On the other hand the genuine Catholic, who wishes also to be a good Christian, cannot separate love for his [pg 445] Church from the love of goodness and truth. He shrinks from lies in history as much as from present adulation, and is divided by a deep moral gulf from those who deliberately seek to defend the Church by sin and religious truth by historical falsehood. This contrast is most conspicuously exhibited in the question of infallibility, as one example may suffice to prove. The principles of the Inquisition have been most solemnly proclaimed and sanctioned by the Popes. Whoever maintains papal infallibility must deny certain radical principles of Christian morality, and not merely excuse but accept as true the opposite views of the Popes. Thus the Roman element excludes the Catholic and Christian. Such differences obviously cut deep into men's ethical character, and divide them far more decisively than any striving for common practical ends or community of interest and feeling can unite them on the ground of prudence. In presence of so profound an internal division the question of the opportuneness of the definition of infallibility assumes a very subordinate place, and the mere inopportunist is immeasurably removed from the decided opponent of the dogma. Between Bishops who consider Popes fallible and those whose conscience is easy enough to swallow certain [pg 446] doctrines of former Popes on faith and morals, and who do not see any deadly peril for souls in giving a higher sanction to these dogmas—between anti-infallibilists and mere inopportunists—the difference is far deeper than the union. The inopportunists stand nearer to the infallibilists than to those who oppose the dogma on principle. They are divided from the one party on a mere question of prudence, from the other on a question of faith and morality; with the one they are united by an internal bond, with the other by an external bond, only which circumstances may dissolve.

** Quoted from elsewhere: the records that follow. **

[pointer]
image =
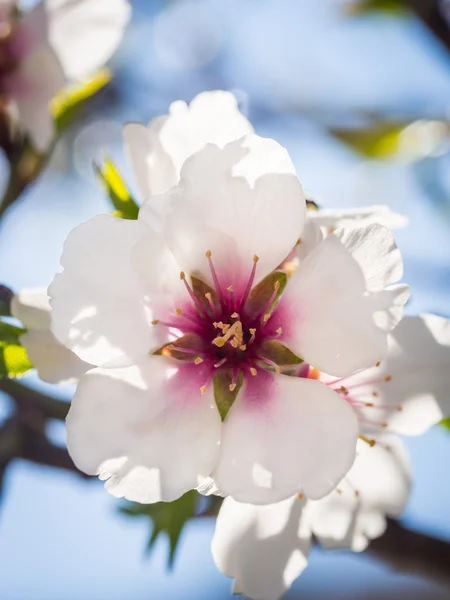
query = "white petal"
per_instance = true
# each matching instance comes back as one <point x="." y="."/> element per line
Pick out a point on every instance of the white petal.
<point x="376" y="487"/>
<point x="265" y="548"/>
<point x="53" y="361"/>
<point x="153" y="168"/>
<point x="158" y="152"/>
<point x="99" y="308"/>
<point x="146" y="429"/>
<point x="32" y="307"/>
<point x="374" y="249"/>
<point x="236" y="202"/>
<point x="331" y="219"/>
<point x="285" y="435"/>
<point x="411" y="386"/>
<point x="85" y="33"/>
<point x="34" y="82"/>
<point x="328" y="317"/>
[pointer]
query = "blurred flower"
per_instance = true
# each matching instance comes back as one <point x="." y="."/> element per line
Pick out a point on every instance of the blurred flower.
<point x="53" y="361"/>
<point x="265" y="548"/>
<point x="190" y="382"/>
<point x="44" y="48"/>
<point x="157" y="152"/>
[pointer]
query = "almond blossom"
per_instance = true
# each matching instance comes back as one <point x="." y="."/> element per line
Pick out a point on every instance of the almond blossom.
<point x="265" y="548"/>
<point x="54" y="362"/>
<point x="195" y="332"/>
<point x="44" y="48"/>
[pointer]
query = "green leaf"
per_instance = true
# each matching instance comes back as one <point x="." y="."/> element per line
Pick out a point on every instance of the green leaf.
<point x="445" y="423"/>
<point x="395" y="8"/>
<point x="279" y="353"/>
<point x="118" y="193"/>
<point x="65" y="105"/>
<point x="223" y="396"/>
<point x="262" y="292"/>
<point x="168" y="518"/>
<point x="14" y="361"/>
<point x="381" y="140"/>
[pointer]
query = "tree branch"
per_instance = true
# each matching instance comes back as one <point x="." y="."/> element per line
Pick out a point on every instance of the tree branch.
<point x="413" y="553"/>
<point x="430" y="13"/>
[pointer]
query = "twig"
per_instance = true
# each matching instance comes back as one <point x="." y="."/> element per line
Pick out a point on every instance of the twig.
<point x="413" y="553"/>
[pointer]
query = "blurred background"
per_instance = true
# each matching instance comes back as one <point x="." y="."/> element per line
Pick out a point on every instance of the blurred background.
<point x="359" y="93"/>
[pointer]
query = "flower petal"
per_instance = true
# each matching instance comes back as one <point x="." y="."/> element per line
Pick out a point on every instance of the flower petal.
<point x="265" y="548"/>
<point x="53" y="361"/>
<point x="145" y="429"/>
<point x="376" y="487"/>
<point x="410" y="387"/>
<point x="236" y="202"/>
<point x="99" y="307"/>
<point x="285" y="435"/>
<point x="329" y="319"/>
<point x="373" y="248"/>
<point x="158" y="152"/>
<point x="32" y="307"/>
<point x="332" y="219"/>
<point x="37" y="78"/>
<point x="85" y="33"/>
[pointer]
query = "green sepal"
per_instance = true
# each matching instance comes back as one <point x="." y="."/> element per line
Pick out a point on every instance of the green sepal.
<point x="191" y="341"/>
<point x="260" y="295"/>
<point x="167" y="518"/>
<point x="222" y="395"/>
<point x="126" y="207"/>
<point x="14" y="360"/>
<point x="278" y="353"/>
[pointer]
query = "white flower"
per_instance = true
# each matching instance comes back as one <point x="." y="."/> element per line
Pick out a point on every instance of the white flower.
<point x="189" y="383"/>
<point x="265" y="548"/>
<point x="41" y="49"/>
<point x="158" y="152"/>
<point x="53" y="361"/>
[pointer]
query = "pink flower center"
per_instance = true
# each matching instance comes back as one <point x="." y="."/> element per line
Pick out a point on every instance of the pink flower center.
<point x="230" y="330"/>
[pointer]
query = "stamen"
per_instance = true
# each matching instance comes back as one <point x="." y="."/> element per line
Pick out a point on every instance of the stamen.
<point x="249" y="285"/>
<point x="221" y="362"/>
<point x="367" y="440"/>
<point x="180" y="327"/>
<point x="192" y="295"/>
<point x="268" y="304"/>
<point x="215" y="278"/>
<point x="233" y="383"/>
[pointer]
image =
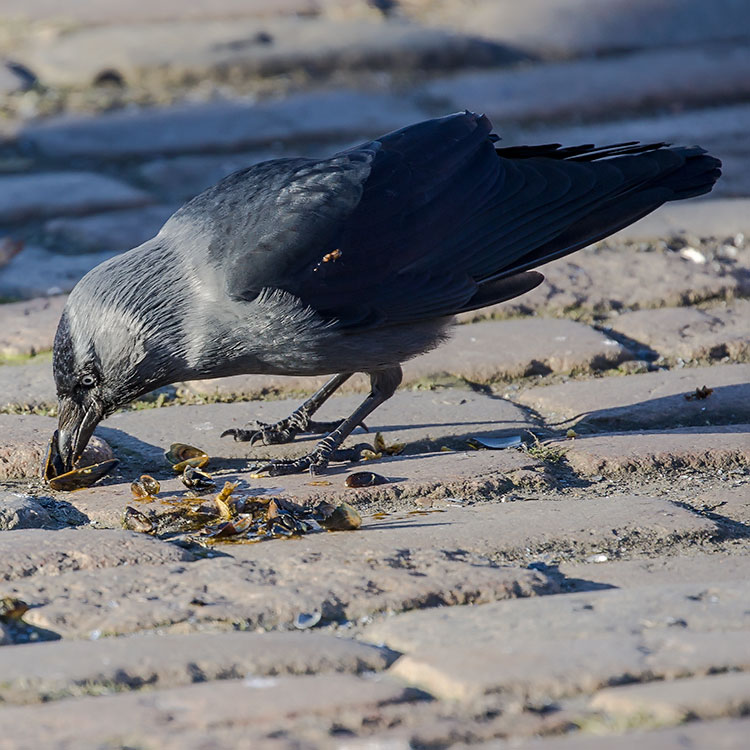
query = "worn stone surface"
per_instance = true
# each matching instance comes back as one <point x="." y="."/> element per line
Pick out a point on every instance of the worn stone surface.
<point x="628" y="574"/>
<point x="711" y="697"/>
<point x="229" y="50"/>
<point x="558" y="646"/>
<point x="724" y="734"/>
<point x="36" y="272"/>
<point x="713" y="217"/>
<point x="182" y="177"/>
<point x="18" y="511"/>
<point x="27" y="384"/>
<point x="689" y="333"/>
<point x="401" y="562"/>
<point x="29" y="327"/>
<point x="595" y="87"/>
<point x="436" y="418"/>
<point x="111" y="232"/>
<point x="26" y="196"/>
<point x="250" y="704"/>
<point x="653" y="400"/>
<point x="221" y="125"/>
<point x="30" y="552"/>
<point x="89" y="12"/>
<point x="71" y="668"/>
<point x="699" y="448"/>
<point x="590" y="27"/>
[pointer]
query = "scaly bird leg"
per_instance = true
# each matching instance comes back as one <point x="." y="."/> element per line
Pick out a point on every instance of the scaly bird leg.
<point x="383" y="386"/>
<point x="299" y="421"/>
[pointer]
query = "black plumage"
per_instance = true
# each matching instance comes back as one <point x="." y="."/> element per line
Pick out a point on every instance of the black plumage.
<point x="352" y="263"/>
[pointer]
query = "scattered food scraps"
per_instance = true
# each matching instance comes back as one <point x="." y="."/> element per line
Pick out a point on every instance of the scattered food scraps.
<point x="181" y="455"/>
<point x="699" y="394"/>
<point x="78" y="477"/>
<point x="135" y="520"/>
<point x="495" y="444"/>
<point x="197" y="480"/>
<point x="145" y="488"/>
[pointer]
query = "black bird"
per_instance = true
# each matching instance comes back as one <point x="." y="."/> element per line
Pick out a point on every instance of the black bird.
<point x="353" y="263"/>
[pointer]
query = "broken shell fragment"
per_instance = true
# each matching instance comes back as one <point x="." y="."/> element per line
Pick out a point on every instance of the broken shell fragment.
<point x="343" y="518"/>
<point x="195" y="479"/>
<point x="135" y="520"/>
<point x="181" y="455"/>
<point x="145" y="487"/>
<point x="12" y="608"/>
<point x="79" y="476"/>
<point x="76" y="479"/>
<point x="365" y="479"/>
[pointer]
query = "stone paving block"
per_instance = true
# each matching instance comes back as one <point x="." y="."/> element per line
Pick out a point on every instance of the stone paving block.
<point x="29" y="196"/>
<point x="480" y="353"/>
<point x="628" y="574"/>
<point x="229" y="50"/>
<point x="28" y="552"/>
<point x="19" y="511"/>
<point x="712" y="217"/>
<point x="112" y="231"/>
<point x="29" y="327"/>
<point x="691" y="334"/>
<point x="594" y="87"/>
<point x="182" y="177"/>
<point x="395" y="562"/>
<point x="590" y="27"/>
<point x="89" y="12"/>
<point x="435" y="418"/>
<point x="615" y="278"/>
<point x="36" y="272"/>
<point x="730" y="501"/>
<point x="27" y="384"/>
<point x="74" y="668"/>
<point x="653" y="400"/>
<point x="723" y="734"/>
<point x="674" y="702"/>
<point x="222" y="126"/>
<point x="558" y="646"/>
<point x="253" y="704"/>
<point x="699" y="448"/>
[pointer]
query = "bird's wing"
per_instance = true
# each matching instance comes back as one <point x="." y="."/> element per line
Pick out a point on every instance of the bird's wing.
<point x="424" y="220"/>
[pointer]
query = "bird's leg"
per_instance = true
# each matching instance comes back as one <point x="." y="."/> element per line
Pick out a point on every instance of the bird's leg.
<point x="298" y="421"/>
<point x="383" y="386"/>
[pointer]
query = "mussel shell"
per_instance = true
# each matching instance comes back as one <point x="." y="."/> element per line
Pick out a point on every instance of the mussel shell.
<point x="364" y="479"/>
<point x="197" y="463"/>
<point x="150" y="484"/>
<point x="179" y="453"/>
<point x="82" y="477"/>
<point x="343" y="518"/>
<point x="135" y="520"/>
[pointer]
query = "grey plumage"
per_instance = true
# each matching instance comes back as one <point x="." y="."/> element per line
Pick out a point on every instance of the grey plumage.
<point x="352" y="263"/>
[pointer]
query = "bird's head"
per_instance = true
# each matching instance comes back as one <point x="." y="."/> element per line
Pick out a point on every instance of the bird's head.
<point x="109" y="350"/>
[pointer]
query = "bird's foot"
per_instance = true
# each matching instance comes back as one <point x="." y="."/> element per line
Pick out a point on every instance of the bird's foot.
<point x="315" y="462"/>
<point x="283" y="431"/>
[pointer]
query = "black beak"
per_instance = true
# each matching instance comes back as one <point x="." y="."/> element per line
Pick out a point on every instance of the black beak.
<point x="76" y="424"/>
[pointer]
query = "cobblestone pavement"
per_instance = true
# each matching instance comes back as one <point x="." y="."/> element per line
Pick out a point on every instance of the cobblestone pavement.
<point x="587" y="587"/>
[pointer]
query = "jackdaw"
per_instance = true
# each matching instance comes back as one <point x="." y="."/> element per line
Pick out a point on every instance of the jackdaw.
<point x="354" y="263"/>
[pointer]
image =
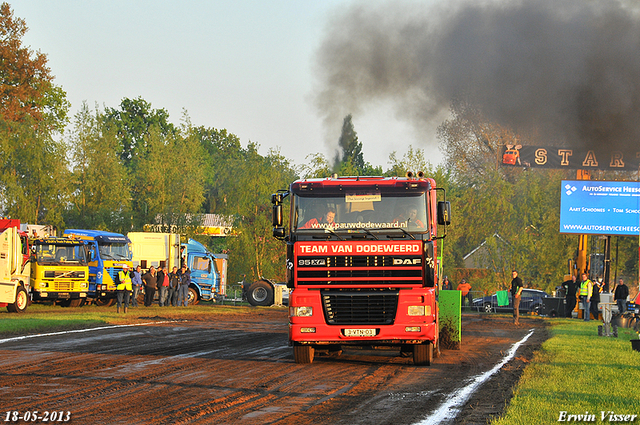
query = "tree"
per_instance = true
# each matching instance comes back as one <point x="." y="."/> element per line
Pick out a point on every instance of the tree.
<point x="132" y="123"/>
<point x="350" y="148"/>
<point x="413" y="160"/>
<point x="25" y="78"/>
<point x="169" y="179"/>
<point x="519" y="205"/>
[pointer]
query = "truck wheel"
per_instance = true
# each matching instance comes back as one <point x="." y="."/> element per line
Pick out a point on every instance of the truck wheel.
<point x="260" y="293"/>
<point x="423" y="354"/>
<point x="76" y="302"/>
<point x="193" y="296"/>
<point x="22" y="301"/>
<point x="303" y="354"/>
<point x="100" y="302"/>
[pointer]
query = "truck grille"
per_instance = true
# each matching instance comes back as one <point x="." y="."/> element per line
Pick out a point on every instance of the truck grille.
<point x="66" y="286"/>
<point x="370" y="307"/>
<point x="361" y="269"/>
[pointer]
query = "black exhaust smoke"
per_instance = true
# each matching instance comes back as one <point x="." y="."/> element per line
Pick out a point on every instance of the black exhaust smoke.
<point x="568" y="71"/>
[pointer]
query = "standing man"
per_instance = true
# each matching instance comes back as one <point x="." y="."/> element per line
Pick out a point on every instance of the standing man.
<point x="446" y="285"/>
<point x="586" y="288"/>
<point x="595" y="296"/>
<point x="123" y="288"/>
<point x="516" y="294"/>
<point x="174" y="284"/>
<point x="185" y="281"/>
<point x="136" y="281"/>
<point x="620" y="295"/>
<point x="163" y="286"/>
<point x="570" y="290"/>
<point x="150" y="284"/>
<point x="465" y="288"/>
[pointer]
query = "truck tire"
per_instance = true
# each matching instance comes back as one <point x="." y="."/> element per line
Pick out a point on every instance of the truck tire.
<point x="423" y="354"/>
<point x="260" y="293"/>
<point x="303" y="354"/>
<point x="193" y="296"/>
<point x="101" y="302"/>
<point x="76" y="302"/>
<point x="21" y="303"/>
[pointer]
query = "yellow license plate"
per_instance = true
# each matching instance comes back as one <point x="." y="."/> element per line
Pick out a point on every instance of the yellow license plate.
<point x="359" y="332"/>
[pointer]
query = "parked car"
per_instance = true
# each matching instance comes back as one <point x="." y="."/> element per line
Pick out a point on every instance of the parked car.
<point x="530" y="302"/>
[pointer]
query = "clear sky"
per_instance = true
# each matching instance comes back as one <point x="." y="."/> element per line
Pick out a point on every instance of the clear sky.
<point x="243" y="65"/>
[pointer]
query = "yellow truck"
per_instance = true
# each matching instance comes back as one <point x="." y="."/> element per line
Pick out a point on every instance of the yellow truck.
<point x="59" y="271"/>
<point x="15" y="268"/>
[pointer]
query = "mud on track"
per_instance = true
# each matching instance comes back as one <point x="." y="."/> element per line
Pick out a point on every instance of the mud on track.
<point x="240" y="369"/>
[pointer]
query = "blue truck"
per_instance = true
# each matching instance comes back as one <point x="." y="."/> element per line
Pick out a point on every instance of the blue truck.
<point x="108" y="253"/>
<point x="208" y="270"/>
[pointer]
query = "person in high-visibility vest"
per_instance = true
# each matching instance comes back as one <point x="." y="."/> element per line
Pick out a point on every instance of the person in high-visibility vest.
<point x="123" y="288"/>
<point x="586" y="288"/>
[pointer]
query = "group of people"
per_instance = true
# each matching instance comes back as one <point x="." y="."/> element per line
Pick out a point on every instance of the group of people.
<point x="516" y="292"/>
<point x="589" y="292"/>
<point x="172" y="288"/>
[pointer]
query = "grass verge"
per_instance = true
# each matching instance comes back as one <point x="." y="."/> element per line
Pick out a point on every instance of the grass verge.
<point x="579" y="373"/>
<point x="49" y="318"/>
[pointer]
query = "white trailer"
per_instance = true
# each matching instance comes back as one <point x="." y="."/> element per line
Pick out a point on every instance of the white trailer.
<point x="15" y="271"/>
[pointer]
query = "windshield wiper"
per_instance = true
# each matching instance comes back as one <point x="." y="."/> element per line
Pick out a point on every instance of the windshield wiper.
<point x="397" y="228"/>
<point x="367" y="232"/>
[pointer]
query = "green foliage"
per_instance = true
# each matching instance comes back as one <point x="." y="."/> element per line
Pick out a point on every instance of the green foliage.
<point x="601" y="378"/>
<point x="254" y="251"/>
<point x="101" y="197"/>
<point x="520" y="206"/>
<point x="34" y="177"/>
<point x="132" y="124"/>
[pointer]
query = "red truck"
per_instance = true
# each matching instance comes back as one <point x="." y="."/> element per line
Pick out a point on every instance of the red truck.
<point x="362" y="263"/>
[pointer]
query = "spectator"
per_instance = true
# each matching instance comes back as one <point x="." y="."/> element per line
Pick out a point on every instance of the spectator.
<point x="465" y="288"/>
<point x="183" y="289"/>
<point x="163" y="287"/>
<point x="620" y="295"/>
<point x="174" y="284"/>
<point x="446" y="285"/>
<point x="136" y="283"/>
<point x="150" y="284"/>
<point x="123" y="288"/>
<point x="586" y="288"/>
<point x="570" y="290"/>
<point x="516" y="293"/>
<point x="595" y="296"/>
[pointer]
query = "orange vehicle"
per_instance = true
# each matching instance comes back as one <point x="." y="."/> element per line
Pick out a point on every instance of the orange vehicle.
<point x="365" y="272"/>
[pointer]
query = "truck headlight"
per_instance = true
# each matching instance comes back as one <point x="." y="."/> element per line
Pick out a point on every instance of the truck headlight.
<point x="419" y="310"/>
<point x="300" y="311"/>
<point x="415" y="310"/>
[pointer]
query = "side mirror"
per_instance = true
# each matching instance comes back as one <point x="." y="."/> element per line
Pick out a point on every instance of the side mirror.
<point x="277" y="215"/>
<point x="278" y="232"/>
<point x="444" y="213"/>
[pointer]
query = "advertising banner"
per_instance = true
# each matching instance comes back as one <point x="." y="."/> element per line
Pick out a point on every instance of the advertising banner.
<point x="600" y="207"/>
<point x="570" y="158"/>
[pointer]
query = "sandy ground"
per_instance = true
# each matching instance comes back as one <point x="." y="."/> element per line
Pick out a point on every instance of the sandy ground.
<point x="240" y="369"/>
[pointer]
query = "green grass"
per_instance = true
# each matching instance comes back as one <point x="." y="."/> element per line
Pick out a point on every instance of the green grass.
<point x="577" y="371"/>
<point x="40" y="318"/>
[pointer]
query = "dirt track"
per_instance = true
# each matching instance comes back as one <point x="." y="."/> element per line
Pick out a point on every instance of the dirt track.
<point x="239" y="369"/>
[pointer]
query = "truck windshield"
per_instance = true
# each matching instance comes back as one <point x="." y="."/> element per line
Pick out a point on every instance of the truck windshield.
<point x="360" y="211"/>
<point x="58" y="254"/>
<point x="114" y="251"/>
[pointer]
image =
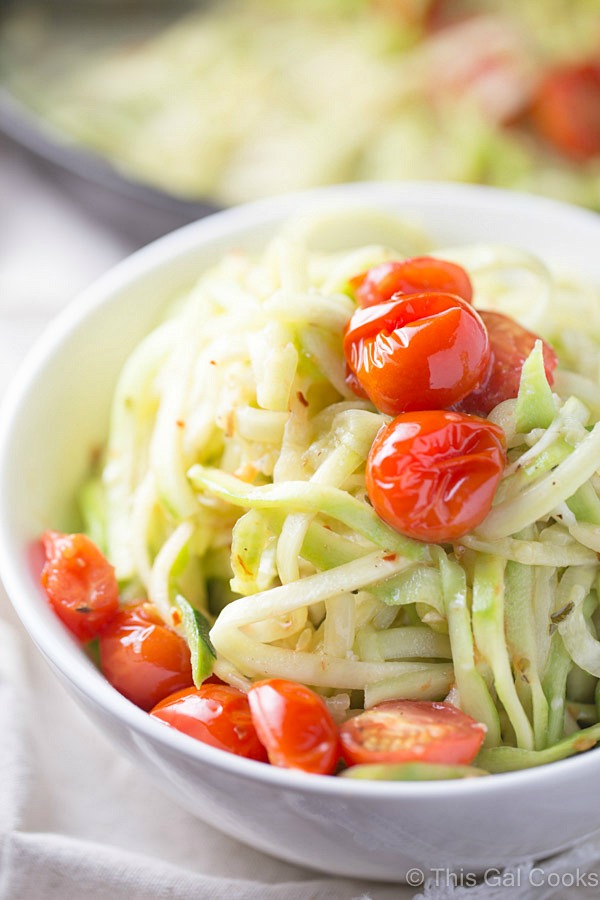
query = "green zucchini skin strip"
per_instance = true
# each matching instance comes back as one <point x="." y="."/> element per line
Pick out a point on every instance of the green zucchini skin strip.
<point x="196" y="631"/>
<point x="509" y="759"/>
<point x="412" y="772"/>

This is the true explanation of the halting policy so often observed in the Opposition. The honest opponents of infallibility wished to secure the support of those who do not properly speaking share their sentiments. But they should never for a moment have forgotten that they have to attack what Gratry has rightly described as an “école de mensonge.” And the greatest honesty and outspokenness is necessary for defending the honour and truth of Catholicism against that school. Instead of that they exhibit themselves in a false light and obscure the situation.

Meanwhile Pius ix. by his letters to Guéranger and Cabrière has completely and publicly identified himself [pg 447] with that school, at the very moment when Gratry was so unmistakeably exposing its spirit, and he has made this still clearer by the distinctions bestowed on Margotti and Veuillot at the very moment when Newman characterized them as the leaders of “an aggressive and insolent faction.” He said plainly to the French Bishop Ramadie of Perpignan that “only Protestants and infidels denied his infallibility.” His official organ describes the Opposition as allies of the Freemasons, and he himself calls all who oppose his infallibility bad Catholics. It is true that the Opposition has gradually been brought to make very decided declarations of opinion, and has itself expressed doubts about the future recognition of the Council. But that has complicated its attitude still further. The other party may ask, “Why these doubts about Œcumenicity? The Bishops of various countries are assembled in great numbers; the Governments offer no hindrances, and the Council has united itself with the Pope in the greatest freedom in the capital city of the Church. Why then doubt the good results and œcumenical character of the Council and the validity and future recognition of its decrees?” And the Opposition can only answer, “For the sole and single reason that the Pope destroys all [pg 448] freedom of action by his regulations, that he has already overthrown the ancient constitution of the Church and exercises a power over the Council incompatible with the rights of the Bishops and the freedom of the Church.”